Seeger himself plays banjo on the song, which was written in 1931 by Florence Reece, a wife of a coal miner and union organizer.

This song needed some updating. “I wrote a lot of new words … for the verses to have it reflect the political [situation] now,” DiFranco says. “As I worked on this album, over the last few years, that sort of rose to be the title track just because, I guess, it’s an urgent question that I’m asking the world around me. We’re faced with a lot of crises, and it’s not getting any simpler. So we’ve got to really take action. So it’s sort of a cry for action. It’s this big rabblerousing show closer on a lot of nights.”

The fate of unions and workers’ rights, though, is hardly the only topic DiFranco tackles on the new CD.

“I think there’s a lot of ideas floating through the new record about changing course, you know, away [for instance] from unsustainable fossil fuel technology and into sustainable holistic technologies of the future,” she says.

Another major topic gets explored on the song “Amendment.”

“[It’s] about the Equal Rights Amendment and trying to revive that, because I think the civil rights of women is an important building block toward future democracy,” DiFranco says. “I, myself, strive for a sophisticated understanding of feminism that is just bigger than the rudimentary equal work for equal pay or safety for women on the streets or in the home. It’s about a shift in consciousness that brings the feminine sensibility into balance with the masculine. And then through that, a very fundamental, hard-to-achieve sort of shift, we get more of a balance in the way we approach the environment, the way we approach foreign policy and other nations and the way we approach each other in our domestic policies.

“I think that’s something that women have a special window into, and if we can bring that into our political and social imagination, I think that we can shift things,” she says. “I really feel like a feminist direction is going to be really important in this new century because that is inescapably the world we live in. It’s smaller and smaller, and the inter-connectedness is more and more profound in that way.”

DiFranco stresses, though, that not everything on Which Side Are You On? is weighty and political. On her previous CD, 2008’s Red Letter Year, she had a few songs that chronicled the joys of motherhood and marriage, and some of that happier life also filters into the new CD.

“It’s pretty wide scope on this record, I guess, from the very macro to the very micro,” DiFranco says. “Yeah, that trend is carrying through from Red Letter Year as well.
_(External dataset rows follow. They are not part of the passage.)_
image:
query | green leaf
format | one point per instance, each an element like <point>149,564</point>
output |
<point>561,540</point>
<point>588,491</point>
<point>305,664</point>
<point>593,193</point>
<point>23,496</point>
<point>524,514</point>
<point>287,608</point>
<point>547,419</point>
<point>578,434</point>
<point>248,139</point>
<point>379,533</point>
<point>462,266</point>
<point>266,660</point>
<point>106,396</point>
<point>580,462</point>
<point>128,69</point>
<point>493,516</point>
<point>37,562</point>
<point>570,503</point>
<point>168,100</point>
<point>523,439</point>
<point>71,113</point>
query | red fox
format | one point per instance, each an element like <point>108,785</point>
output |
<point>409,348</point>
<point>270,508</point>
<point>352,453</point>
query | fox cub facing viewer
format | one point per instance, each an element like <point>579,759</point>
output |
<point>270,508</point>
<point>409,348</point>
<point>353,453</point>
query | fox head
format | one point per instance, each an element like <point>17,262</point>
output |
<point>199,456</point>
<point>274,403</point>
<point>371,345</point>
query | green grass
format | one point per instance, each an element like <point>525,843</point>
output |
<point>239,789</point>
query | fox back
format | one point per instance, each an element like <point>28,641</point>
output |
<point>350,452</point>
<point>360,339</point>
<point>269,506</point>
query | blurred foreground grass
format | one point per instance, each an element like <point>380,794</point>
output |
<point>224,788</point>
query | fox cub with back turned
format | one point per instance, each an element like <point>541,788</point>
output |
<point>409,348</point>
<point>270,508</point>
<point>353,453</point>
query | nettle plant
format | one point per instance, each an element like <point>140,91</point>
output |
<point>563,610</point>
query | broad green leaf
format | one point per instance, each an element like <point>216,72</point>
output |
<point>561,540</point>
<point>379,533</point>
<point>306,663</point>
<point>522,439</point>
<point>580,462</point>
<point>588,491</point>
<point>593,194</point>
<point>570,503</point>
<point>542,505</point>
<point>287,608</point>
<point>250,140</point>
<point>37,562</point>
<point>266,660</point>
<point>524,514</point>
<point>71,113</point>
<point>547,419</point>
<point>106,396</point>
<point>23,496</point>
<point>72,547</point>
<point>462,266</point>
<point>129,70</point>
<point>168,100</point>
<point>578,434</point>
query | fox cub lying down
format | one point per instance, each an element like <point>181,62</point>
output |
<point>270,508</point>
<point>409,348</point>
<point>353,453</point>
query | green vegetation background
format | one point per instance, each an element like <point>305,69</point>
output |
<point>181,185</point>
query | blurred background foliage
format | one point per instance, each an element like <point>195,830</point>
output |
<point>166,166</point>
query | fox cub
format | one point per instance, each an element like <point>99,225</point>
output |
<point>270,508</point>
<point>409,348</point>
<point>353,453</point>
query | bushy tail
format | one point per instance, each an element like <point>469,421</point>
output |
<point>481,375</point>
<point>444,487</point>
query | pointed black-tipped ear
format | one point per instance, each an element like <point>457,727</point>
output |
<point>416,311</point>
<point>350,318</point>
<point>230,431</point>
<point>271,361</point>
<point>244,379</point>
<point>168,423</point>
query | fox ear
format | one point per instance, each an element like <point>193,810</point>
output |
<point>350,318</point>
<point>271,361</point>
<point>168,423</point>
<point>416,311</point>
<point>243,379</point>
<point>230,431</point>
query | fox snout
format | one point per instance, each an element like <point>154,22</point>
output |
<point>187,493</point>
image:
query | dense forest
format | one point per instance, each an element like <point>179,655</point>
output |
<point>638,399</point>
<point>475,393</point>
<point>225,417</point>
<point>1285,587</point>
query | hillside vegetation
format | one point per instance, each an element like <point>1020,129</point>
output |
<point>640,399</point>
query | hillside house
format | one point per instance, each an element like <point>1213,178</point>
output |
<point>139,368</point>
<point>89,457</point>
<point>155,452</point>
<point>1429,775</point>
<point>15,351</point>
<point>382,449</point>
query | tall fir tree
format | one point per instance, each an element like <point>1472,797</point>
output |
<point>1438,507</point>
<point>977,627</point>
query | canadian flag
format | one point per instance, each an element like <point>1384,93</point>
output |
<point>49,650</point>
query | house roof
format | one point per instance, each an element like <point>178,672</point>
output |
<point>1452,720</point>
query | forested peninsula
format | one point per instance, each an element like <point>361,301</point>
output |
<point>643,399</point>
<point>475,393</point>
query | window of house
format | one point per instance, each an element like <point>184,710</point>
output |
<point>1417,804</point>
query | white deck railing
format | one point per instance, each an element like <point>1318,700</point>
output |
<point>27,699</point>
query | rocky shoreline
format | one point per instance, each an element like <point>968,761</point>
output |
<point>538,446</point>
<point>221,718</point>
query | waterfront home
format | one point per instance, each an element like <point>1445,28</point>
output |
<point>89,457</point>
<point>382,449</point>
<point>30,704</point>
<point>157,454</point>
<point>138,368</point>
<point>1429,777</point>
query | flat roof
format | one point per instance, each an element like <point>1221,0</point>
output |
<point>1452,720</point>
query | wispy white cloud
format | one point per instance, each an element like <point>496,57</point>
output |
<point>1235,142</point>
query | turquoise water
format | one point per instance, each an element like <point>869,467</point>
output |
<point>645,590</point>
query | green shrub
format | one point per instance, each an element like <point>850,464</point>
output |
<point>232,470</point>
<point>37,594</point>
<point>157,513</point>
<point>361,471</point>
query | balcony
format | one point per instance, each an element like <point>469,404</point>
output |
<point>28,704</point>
I mean, for me it provides a nice balance.”

DiFranco has been playing a number of the new songs in her live show, and also a selection from across her entire catalog, which now includes 17 studio CDs, all released on her own label, Righteous Babe Records.

And that happier, more settled attitude she’s been taking in not being so self-critical of her shows, as well as the stability in her personal life, is having a positive effect on her frame of mind in general.

“I think I’m in such a good place now that my health has improved,” she says. “I’ve noticed my immune system functions, and all of these nagging problems that I was dealing with in my body, a lot of them have really solved themselves. There’s nothing like inner peace for medicine.”